[Solved] What's the difference between O.C, V.O or O.S?
Can someone tell me the difference between O.C, V.O or O.S? Also which one is best to use if a person is talking who is not in the shot? I have been given conflicting advice from many screenwriters, frustratingly...
Great question! From what I understand:
O.C. (Off Camera) - best avoided in features, but popular still in TV scripts. Useful for a character who is in the same location / room - but not visible.
O.S. (Off Screen) - Much more popular than O.C. Similar to the above (same location but unseen): useful when a character is audible from the next room ... or announcing their presence before we see them (the obligatory "he's behind you!" creepy mysterious villain).

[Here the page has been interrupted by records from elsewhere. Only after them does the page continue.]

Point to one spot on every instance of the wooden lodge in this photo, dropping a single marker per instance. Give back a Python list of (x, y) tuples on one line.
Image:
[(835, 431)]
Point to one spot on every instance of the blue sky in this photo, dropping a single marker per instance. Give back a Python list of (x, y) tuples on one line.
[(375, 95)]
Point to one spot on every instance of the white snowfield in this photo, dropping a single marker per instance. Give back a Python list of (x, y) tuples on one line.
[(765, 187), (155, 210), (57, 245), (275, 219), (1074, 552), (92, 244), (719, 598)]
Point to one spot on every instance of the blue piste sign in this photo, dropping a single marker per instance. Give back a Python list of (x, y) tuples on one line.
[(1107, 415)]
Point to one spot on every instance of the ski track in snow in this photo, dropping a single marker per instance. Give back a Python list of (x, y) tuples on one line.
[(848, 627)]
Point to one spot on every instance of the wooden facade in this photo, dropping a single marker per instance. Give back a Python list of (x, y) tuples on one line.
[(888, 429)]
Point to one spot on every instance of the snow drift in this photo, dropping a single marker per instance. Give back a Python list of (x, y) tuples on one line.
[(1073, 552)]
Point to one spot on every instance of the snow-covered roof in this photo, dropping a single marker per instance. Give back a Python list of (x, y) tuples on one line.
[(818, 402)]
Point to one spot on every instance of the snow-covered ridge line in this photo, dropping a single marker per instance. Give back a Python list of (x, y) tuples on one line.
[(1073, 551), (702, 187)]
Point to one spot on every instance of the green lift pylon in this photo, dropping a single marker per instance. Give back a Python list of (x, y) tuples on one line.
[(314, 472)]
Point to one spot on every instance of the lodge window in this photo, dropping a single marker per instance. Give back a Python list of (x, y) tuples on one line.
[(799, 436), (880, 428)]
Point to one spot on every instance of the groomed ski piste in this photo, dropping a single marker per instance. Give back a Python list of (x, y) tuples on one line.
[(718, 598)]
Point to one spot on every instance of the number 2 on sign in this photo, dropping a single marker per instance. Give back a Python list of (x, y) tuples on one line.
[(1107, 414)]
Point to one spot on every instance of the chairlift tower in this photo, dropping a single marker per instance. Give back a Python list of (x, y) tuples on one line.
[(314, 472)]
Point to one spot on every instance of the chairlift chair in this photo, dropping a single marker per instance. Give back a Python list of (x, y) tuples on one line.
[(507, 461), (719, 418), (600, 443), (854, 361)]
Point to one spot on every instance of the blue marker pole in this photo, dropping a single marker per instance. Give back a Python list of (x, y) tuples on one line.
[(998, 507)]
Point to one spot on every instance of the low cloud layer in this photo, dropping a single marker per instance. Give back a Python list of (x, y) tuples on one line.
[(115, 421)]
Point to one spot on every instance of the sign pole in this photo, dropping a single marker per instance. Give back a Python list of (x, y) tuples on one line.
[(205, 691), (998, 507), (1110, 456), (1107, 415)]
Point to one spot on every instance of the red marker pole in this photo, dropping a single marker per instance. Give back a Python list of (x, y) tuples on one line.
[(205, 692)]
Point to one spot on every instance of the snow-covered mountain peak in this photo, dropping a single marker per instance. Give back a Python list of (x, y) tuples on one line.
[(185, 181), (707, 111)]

V.O. (Voice Over) - Not just for Morgan Freeman, but for a character who can be heard and is NOT in the same location (eg. on the phone).
A lot of writers mix-up the O.S. and V.O. because 'Voice Over' just looks plain wrong for phone conversations(!), but that's the way it was intended.
Hope that helps!
Thanks Jordan, that clears things up nicely! The Morgan Freeman comment made me chuckle 🤣 If only i had the budget...
Will have to check out how to format phone calls, let's see how far this screenwriting rabbit hole goes!
Jordan has summed it up nicely.
When looking at formatting your phone conversations, you should look into doing an 'intercut'.
It's less common now to have a static split screen for phone calls. Instead, an intercut allows you to switch between characters without having to keep writing their location.
CHARACTER X LOCATION
"Blah, blah, blah"
CHARACTER Y LOCATION
"blah, blah, blah"
INTERCUT CHARACTER X/CHARACTER Y
Now as they talk, on screen it would show each character as they talk. Allowing the visuals to follow the conversation. It's a really useful tool that will also save you valuable page count and 'white space'.